1. Set the probability of the $\mathtt{ESC}$ symbol to $1.0$ (and the probability of
   the rest of the symbols to $0.0$).
2. While the input is not exhausted:
    1. $s\leftarrow$ next symbol.
    2. If $s$ has been found before, then:
        1. Output $c(s)$ (encode).
    3. Else:
        1. Output $c(\mathtt{ESC})$.
        2. Output a raw symbol $s$.
    4. Update $p(s)$.

### Example
TO-DO

### Decoder

1. Identical to the step 1 of the encoder.
2. While the input is not exhausted:
    1. $c(s)\leftarrow $ next code-word.
    2. Decode $s$.
    3. If $s=\mathtt{ESC}$, then:
        1. Input a raw symbol $s$.
    4. Update $p(s)$.
    5. Output $s$.

### Example
TO-DO

   
## 4. Models with memory

* In most cases, the probability of a symbol depends on its
  neighborhood (context).
* The higher the context, the higher the
  accuracy of the predictions (probabilities), and therefore, the
  lower the length of the code-words [[J. Cleary & I. Whitten]](https://scholar.google.es/scholar?hl=es&as_sdt=0%2C5&q=Data+Compression+using+Adaptive+Coding+and+Partial+String+Matching&btnG=).
* Let ${\cal C}[i]$ the last $i$ encoded symbols (the context) and
  $p(s|{\cal C}[i])$ the probability that the symbol $s$ follows
  the context ${\cal C}[i]$.
* Let $k$ the maximal order of the prediction (i.e. the largest
  number of symbols of ${\cal C}[]$ that are going to be used as the
  actual context).

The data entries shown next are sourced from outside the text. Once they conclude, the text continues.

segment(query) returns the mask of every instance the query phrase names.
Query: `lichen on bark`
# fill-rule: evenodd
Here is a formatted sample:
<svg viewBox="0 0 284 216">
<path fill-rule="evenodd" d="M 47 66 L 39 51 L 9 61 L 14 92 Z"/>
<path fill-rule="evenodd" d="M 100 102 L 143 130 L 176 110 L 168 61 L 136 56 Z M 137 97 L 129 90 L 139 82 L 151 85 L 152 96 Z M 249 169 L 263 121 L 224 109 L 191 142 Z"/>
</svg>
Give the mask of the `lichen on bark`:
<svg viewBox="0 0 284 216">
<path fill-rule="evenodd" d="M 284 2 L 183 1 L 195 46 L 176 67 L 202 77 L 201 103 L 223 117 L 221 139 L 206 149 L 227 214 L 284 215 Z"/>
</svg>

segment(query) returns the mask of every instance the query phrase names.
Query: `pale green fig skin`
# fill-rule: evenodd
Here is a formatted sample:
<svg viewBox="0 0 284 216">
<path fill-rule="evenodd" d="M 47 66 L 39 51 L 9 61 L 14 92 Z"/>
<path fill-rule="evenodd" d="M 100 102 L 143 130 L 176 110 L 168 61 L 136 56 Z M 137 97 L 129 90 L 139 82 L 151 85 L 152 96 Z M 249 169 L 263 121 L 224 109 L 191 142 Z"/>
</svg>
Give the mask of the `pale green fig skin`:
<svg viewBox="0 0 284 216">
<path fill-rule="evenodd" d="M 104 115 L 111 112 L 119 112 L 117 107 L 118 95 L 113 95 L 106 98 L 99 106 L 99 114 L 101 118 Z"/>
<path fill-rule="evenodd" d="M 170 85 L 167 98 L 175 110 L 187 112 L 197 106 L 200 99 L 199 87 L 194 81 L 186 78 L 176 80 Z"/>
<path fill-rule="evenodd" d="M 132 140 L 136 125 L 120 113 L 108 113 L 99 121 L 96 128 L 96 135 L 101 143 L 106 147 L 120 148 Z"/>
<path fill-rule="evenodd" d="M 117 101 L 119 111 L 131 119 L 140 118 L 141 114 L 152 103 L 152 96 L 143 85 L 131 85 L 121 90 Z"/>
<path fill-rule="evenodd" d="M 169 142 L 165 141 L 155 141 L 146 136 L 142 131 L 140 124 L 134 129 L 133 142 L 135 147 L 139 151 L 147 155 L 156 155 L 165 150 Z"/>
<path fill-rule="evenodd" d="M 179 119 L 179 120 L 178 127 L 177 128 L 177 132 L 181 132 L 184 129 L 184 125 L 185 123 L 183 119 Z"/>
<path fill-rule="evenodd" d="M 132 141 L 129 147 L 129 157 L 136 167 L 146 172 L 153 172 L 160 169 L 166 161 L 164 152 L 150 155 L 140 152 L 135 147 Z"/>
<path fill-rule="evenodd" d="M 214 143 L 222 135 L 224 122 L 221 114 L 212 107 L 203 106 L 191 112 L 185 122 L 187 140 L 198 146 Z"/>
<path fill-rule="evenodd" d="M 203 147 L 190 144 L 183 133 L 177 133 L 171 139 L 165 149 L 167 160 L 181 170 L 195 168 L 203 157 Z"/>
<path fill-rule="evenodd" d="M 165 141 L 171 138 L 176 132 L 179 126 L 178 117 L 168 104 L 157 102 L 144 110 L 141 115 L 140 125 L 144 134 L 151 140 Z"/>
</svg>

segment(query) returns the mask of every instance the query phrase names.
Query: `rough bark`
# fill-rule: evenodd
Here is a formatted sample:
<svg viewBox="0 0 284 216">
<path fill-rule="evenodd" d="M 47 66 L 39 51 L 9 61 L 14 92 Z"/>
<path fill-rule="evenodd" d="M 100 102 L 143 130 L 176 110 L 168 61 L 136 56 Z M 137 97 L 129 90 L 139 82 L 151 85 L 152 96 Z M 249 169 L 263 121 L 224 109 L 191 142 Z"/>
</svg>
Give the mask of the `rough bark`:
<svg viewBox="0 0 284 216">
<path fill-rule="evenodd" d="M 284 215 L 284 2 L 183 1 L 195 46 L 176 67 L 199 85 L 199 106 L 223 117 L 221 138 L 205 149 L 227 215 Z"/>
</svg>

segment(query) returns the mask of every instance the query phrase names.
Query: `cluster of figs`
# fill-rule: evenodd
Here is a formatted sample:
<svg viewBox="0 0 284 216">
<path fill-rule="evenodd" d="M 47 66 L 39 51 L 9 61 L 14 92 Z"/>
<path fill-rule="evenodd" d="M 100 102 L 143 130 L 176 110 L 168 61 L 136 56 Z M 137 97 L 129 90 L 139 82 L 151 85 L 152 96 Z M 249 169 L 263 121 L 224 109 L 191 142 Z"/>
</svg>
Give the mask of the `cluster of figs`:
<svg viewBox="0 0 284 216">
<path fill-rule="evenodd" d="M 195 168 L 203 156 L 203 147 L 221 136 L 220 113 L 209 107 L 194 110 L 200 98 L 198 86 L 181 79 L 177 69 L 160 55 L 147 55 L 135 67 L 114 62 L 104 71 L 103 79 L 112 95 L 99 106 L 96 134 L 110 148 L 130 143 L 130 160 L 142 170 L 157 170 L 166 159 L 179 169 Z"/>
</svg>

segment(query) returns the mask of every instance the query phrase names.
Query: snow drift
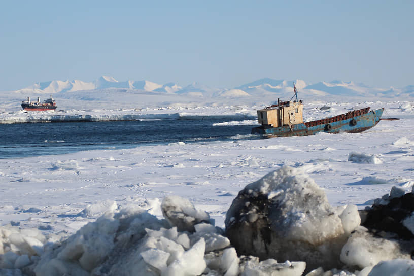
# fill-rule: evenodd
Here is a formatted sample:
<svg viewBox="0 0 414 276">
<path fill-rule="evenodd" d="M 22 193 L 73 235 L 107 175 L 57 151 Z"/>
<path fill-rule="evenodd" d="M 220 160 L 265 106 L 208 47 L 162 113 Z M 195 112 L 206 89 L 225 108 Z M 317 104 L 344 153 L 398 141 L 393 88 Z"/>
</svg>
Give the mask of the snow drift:
<svg viewBox="0 0 414 276">
<path fill-rule="evenodd" d="M 361 213 L 363 224 L 378 206 L 403 205 L 403 224 L 412 231 L 414 210 L 401 204 L 412 197 L 393 188 Z M 228 212 L 228 236 L 187 199 L 165 198 L 163 219 L 147 207 L 90 205 L 85 214 L 107 211 L 60 241 L 37 229 L 0 227 L 0 274 L 399 276 L 414 267 L 412 238 L 373 234 L 374 228 L 359 225 L 356 206 L 331 206 L 299 169 L 283 167 L 241 191 Z"/>
</svg>

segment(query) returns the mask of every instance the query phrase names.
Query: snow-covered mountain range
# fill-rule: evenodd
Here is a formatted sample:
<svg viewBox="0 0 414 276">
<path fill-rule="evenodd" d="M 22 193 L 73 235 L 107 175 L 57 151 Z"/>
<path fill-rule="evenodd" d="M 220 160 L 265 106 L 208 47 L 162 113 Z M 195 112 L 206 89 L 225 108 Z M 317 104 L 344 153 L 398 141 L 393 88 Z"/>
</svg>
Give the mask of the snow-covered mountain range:
<svg viewBox="0 0 414 276">
<path fill-rule="evenodd" d="M 350 97 L 414 97 L 414 85 L 402 88 L 372 87 L 362 83 L 341 81 L 307 83 L 303 80 L 277 80 L 263 78 L 230 89 L 211 88 L 193 83 L 182 87 L 174 83 L 159 84 L 149 81 L 119 82 L 112 77 L 102 76 L 95 81 L 86 82 L 80 80 L 52 81 L 39 82 L 28 87 L 17 90 L 25 94 L 55 93 L 82 90 L 123 89 L 128 91 L 142 91 L 156 93 L 187 94 L 196 97 L 206 95 L 226 98 L 246 98 L 275 94 L 281 98 L 290 97 L 293 93 L 293 83 L 300 92 L 301 96 L 321 97 L 327 96 Z"/>
</svg>

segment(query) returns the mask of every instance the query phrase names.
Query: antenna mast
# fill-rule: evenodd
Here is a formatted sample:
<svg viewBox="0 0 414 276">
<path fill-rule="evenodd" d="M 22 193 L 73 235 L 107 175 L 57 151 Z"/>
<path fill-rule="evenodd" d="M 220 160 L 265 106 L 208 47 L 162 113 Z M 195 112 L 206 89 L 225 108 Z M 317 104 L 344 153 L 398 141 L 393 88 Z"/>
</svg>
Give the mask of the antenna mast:
<svg viewBox="0 0 414 276">
<path fill-rule="evenodd" d="M 298 102 L 298 100 L 297 100 L 297 91 L 296 91 L 296 87 L 295 86 L 295 83 L 294 82 L 293 83 L 293 91 L 295 91 L 295 94 L 293 95 L 293 96 L 290 98 L 290 100 L 292 100 L 292 99 L 293 98 L 293 97 L 296 96 L 296 102 Z"/>
</svg>

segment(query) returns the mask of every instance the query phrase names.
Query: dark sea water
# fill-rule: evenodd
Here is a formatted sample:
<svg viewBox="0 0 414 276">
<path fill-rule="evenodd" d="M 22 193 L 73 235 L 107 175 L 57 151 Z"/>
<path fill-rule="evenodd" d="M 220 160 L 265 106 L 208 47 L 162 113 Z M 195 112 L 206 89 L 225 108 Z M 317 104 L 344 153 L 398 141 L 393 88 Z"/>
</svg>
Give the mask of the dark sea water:
<svg viewBox="0 0 414 276">
<path fill-rule="evenodd" d="M 229 119 L 228 121 L 234 121 Z M 127 149 L 172 142 L 239 140 L 252 125 L 221 119 L 0 124 L 0 158 Z"/>
</svg>

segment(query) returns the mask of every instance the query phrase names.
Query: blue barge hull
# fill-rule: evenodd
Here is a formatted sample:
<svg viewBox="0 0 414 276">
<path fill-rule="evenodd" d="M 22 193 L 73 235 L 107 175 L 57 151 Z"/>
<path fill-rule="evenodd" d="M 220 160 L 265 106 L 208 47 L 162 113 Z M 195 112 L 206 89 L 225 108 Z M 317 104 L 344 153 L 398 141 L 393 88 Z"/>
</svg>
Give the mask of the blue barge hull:
<svg viewBox="0 0 414 276">
<path fill-rule="evenodd" d="M 369 111 L 366 108 L 335 117 L 296 124 L 273 127 L 265 125 L 252 129 L 252 134 L 269 137 L 307 136 L 320 132 L 329 133 L 357 133 L 366 130 L 380 122 L 384 108 Z"/>
</svg>

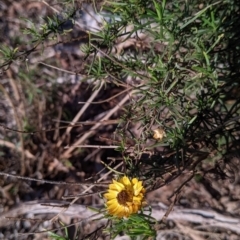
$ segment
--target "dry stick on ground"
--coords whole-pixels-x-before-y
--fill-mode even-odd
[[[86,109],[90,106],[90,103],[93,101],[93,99],[95,99],[98,95],[98,93],[100,92],[101,88],[103,86],[103,82],[101,82],[100,87],[93,92],[93,94],[90,96],[90,98],[88,99],[88,102],[85,103],[85,105],[81,108],[81,110],[78,112],[78,114],[75,116],[75,118],[72,120],[72,122],[70,123],[70,125],[67,127],[65,133],[63,134],[63,136],[61,137],[61,139],[58,141],[57,143],[57,147],[60,147],[62,142],[64,141],[64,139],[66,138],[66,136],[71,132],[72,130],[72,125],[76,124],[77,121],[79,120],[79,118],[82,116],[82,114],[86,111]]]
[[[51,206],[46,206],[42,204],[51,203]],[[21,203],[18,207],[8,211],[7,213],[2,213],[0,215],[0,227],[7,227],[11,224],[10,221],[6,221],[8,218],[18,218],[21,215],[25,215],[28,213],[31,214],[57,214],[62,210],[62,206],[65,204],[69,204],[64,201],[32,201]],[[161,206],[161,207],[159,207]],[[152,217],[154,217],[157,221],[161,220],[165,215],[166,208],[163,207],[164,204],[159,203],[158,205],[152,206]],[[96,207],[96,206],[95,206]],[[103,206],[100,206],[102,208]],[[80,218],[85,219],[91,216],[94,216],[95,213],[86,208],[86,206],[72,204],[69,206],[64,213],[60,214],[60,217],[63,219],[64,217],[70,218]],[[100,215],[101,216],[101,215]],[[235,232],[236,234],[240,234],[240,219],[237,217],[229,217],[223,214],[219,214],[213,210],[201,210],[201,209],[189,209],[189,208],[181,208],[174,207],[174,210],[168,215],[168,220],[172,220],[175,222],[179,222],[183,224],[183,222],[200,224],[209,227],[218,227],[226,230],[230,230]],[[106,221],[106,220],[102,220]],[[161,230],[160,230],[161,231]]]
[[[121,167],[122,165],[123,165],[123,162],[119,163],[116,167],[114,167],[114,169],[117,169],[117,168]],[[99,182],[101,182],[103,179],[105,179],[105,178],[106,178],[108,175],[110,175],[111,173],[112,173],[111,171],[105,173],[101,178],[99,178],[99,179],[97,180],[97,184],[98,184]],[[96,186],[96,184],[92,184],[92,186],[86,188],[81,194],[85,194],[86,192],[88,192],[89,190],[91,190],[91,189],[92,189],[93,187],[95,187],[95,186]],[[75,198],[67,205],[67,207],[64,207],[60,213],[58,213],[55,217],[52,218],[51,221],[52,221],[52,222],[56,221],[56,220],[58,219],[59,215],[60,215],[61,213],[65,212],[65,211],[69,208],[69,206],[72,206],[79,198],[80,198],[80,197],[75,197]]]
[[[79,146],[81,145],[86,139],[88,139],[90,136],[96,133],[96,130],[102,125],[101,121],[108,120],[119,108],[121,108],[130,98],[130,96],[133,94],[133,91],[131,91],[129,94],[127,94],[121,102],[116,105],[114,108],[112,108],[106,116],[104,116],[99,123],[95,124],[87,133],[85,133],[80,139],[78,139],[74,145],[70,146],[63,154],[62,158],[69,158],[71,156],[71,153]]]
[[[14,118],[15,118],[15,121],[17,123],[17,127],[18,127],[18,130],[22,131],[23,127],[22,127],[22,123],[18,117],[18,114],[17,114],[17,110],[12,102],[12,99],[11,97],[9,96],[8,92],[5,90],[5,88],[2,86],[2,84],[0,84],[0,90],[2,90],[2,92],[4,93],[4,95],[6,96],[10,106],[12,107],[12,110],[13,110],[13,113],[14,113]],[[24,142],[23,142],[23,136],[22,134],[18,134],[19,136],[19,139],[20,139],[20,142],[21,142],[21,175],[24,175],[25,174],[25,152],[24,152]]]

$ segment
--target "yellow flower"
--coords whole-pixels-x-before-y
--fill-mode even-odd
[[[137,178],[130,180],[124,176],[118,181],[113,180],[108,192],[104,194],[108,213],[120,218],[137,213],[145,204],[145,192],[142,181],[138,181]]]

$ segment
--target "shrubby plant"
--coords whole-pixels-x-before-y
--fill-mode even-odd
[[[50,38],[57,45],[58,36],[69,32],[62,29],[66,21],[76,24],[76,8],[61,18],[49,16],[39,28],[28,20],[24,33],[31,36],[32,49],[19,53],[2,47],[2,71],[39,45],[44,48]],[[76,74],[131,86],[132,97],[117,128],[126,177],[113,180],[105,194],[105,217],[115,224],[108,229],[112,236],[126,231],[133,239],[145,238],[155,235],[156,222],[141,213],[142,196],[134,205],[137,196],[127,189],[124,196],[131,201],[109,203],[131,185],[129,178],[133,188],[137,184],[134,191],[148,192],[183,171],[192,178],[202,161],[217,165],[239,150],[239,7],[230,0],[121,0],[105,1],[101,11],[101,30],[86,32],[88,42],[81,50],[87,64]],[[132,131],[135,124],[138,134]],[[131,232],[128,226],[133,225]]]

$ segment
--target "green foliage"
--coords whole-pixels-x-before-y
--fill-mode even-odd
[[[73,5],[74,1],[65,3]],[[174,178],[186,169],[196,170],[196,165],[209,156],[217,162],[239,150],[240,100],[235,89],[240,89],[240,39],[236,3],[106,1],[101,31],[86,32],[88,43],[81,46],[85,60],[89,60],[84,69],[86,78],[119,84],[131,77],[134,96],[125,106],[118,126],[121,139],[117,150],[123,154],[126,173],[145,180],[150,189],[158,179],[164,182],[165,175]],[[71,30],[66,30],[64,24],[75,24],[75,12],[73,7],[61,16],[49,16],[40,26],[26,19],[28,27],[23,33],[30,36],[33,46],[24,56],[49,40],[58,44],[59,35]],[[126,45],[120,47],[123,43]],[[0,53],[2,69],[22,56],[18,48],[8,46]],[[27,96],[32,102],[39,92],[29,89],[32,91]],[[139,136],[131,132],[136,123]],[[154,128],[166,132],[162,141],[153,140]],[[131,155],[126,151],[129,145]],[[152,149],[156,149],[154,154],[143,156]],[[146,215],[108,218],[114,225],[108,229],[113,237],[122,231],[133,239],[155,236],[153,220]]]
[[[111,217],[109,216],[109,219]],[[106,229],[109,232],[111,239],[114,239],[120,233],[124,233],[131,239],[148,239],[156,237],[156,231],[153,226],[155,219],[145,214],[133,214],[127,219],[112,218],[111,227]]]

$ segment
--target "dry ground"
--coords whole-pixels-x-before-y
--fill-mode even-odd
[[[26,22],[20,17],[39,21],[40,16],[48,14],[52,14],[51,8],[41,2],[0,1],[0,45],[28,50],[27,37],[22,38],[20,32]],[[84,35],[75,37],[79,36],[84,39]],[[131,89],[124,82],[118,87],[102,85],[98,90],[92,82],[82,82],[75,74],[83,72],[85,65],[83,56],[76,53],[77,44],[47,47],[42,55],[35,52],[28,56],[28,67],[24,60],[19,61],[0,76],[0,171],[58,183],[93,182],[100,177],[107,182],[111,175],[107,176],[108,170],[101,162],[112,167],[121,164],[121,154],[109,146],[119,144],[114,132]],[[85,147],[79,147],[81,145]],[[205,171],[205,177],[195,176],[185,184],[177,195],[169,220],[157,226],[158,238],[239,239],[239,160],[238,153],[229,156],[225,179],[215,174],[214,163],[200,164],[199,171]],[[167,212],[166,206],[174,202],[174,191],[188,178],[189,173],[182,173],[148,193],[147,201],[158,220]],[[59,222],[43,221],[61,212],[62,208],[52,205],[63,204],[62,196],[83,193],[87,188],[1,176],[0,239],[49,239],[47,234],[38,232],[61,226]],[[94,187],[88,191],[103,189]],[[84,206],[102,204],[97,195],[79,198],[61,214],[61,220],[65,224],[78,222],[91,215]],[[90,220],[80,222],[79,239],[87,239],[87,234],[94,229],[98,230],[96,239],[108,239],[102,233],[104,224]],[[74,226],[69,227],[71,239],[75,231]],[[60,229],[58,232],[64,234]]]

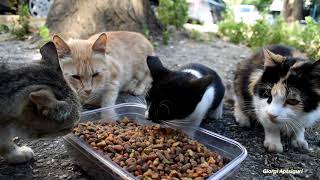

Notice that ${\cal C}[0]=\varnothing$ and the model
  has no memory.
* Let $r$ the size of the source alphabet.

### Encoder

1. Create an empty model for every possible context of length $0\le i \le k$.
2. Create an non-empty model for $k=-1$.
3. While the input is not exhausted:
    1. $s\leftarrow$ Input ${\log_2(r)}$ bits. # Input a symbol
    2. $i\leftarrow k$ (except for the first symbol, where
       $i\leftarrow 0$).
    3. While $p(s|{\cal C}[i])=0$ (it is the first time that $s$ follows
       ${\cal C}[i]$):
        1. Output $\leftarrow c(\mathtt{ESC}|{\cal C}[i])$.
        2. Update $p(\mathtt{ESC}|{\cal C}[i])$.
        3. Update $p(s|{\cal C}[i])$ (insert $s$ into the ${\cal C}[i]$ context).
        4. $i\leftarrow i-1$.
    4. Output $\leftarrow c(s|{\cal C}[i])$. The symbols that were found in the models for
       contexts with order $>i$ must be excluded of the actual (${\cal C}[i]$) context-model because, for sure, $s$ is not any of them.
    5. If $i\ge 0$, update $p(s|{\cal C}[i])$.

### Example

* Let $r=256$ the size of the source alphabet.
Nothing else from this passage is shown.